Akoma Ntoso: Yes, for the most part.
- Does it, to the fullest extent possible, avoid the use of generated text?
DOCX: No, and this is one of the most frustrating and infuriating parts of working with DOCX.
Akoma Ntoso: Mostly, but it doesn’t preclude practices that ensure this rule is followed.
- Is every provision that needs data associated with it permanently identifiable?
Akoma Ntoso: Yes, via the @wId or the @GUID attributes.
- Is every provision that is referred to easily locatable?
DOCX: Not without extensive customization.
Akoma Ntoso: Yes, via a standardized locator mechanism using the @eId/@wId attributes.
- If the XML schema is for general use, is there an extensible way to add missing constructs?
DOCX: No, unless you regard styling as your constructs (a bad idea) or want a complex customization task.
Akoma Ntoso: Yes, via the seven elements found in the generic model.
- Is there an extensible metadata mechanism?
DOCX: Yes, but it’s complicated.
Akoma Ntoso: Yes, but it’s complicated.
- Does it provide the facilities necessary to automate according to modern expectations?
DOCX: No, the presentation oriented structure of DOCX does little to enable downstream automation.
Akoma Ntoso: Yes, Akoma Ntoso encourages a hierarchical content structure that is ideal for downstream automation.
Of course, Akoma Ntoso looks a lot better for legislative documents than does DOCX files.

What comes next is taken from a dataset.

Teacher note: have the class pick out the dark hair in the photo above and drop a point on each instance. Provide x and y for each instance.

That should be no surprise — Akoma Ntoso is purpose-built for legislation while DOCX is a general purpose document model intended for no single purpose. But it is also fundamentally very different. While Akoma Ntoso is designed to be in modern standards-based document information model for legislation, DOCX is a serialization of the archaic data structures that exist within Microsoft Word. DOCX reflects the proprietary inner workings of Microsoft Word rather than the semantic meanings to be found within a document.
Akoma Ntoso has its drawbacks too. It’s complex, a bit academic, and has to span a very broad range of legal traditions make it a good fit for most legislative traditions, but a perfect fit for none.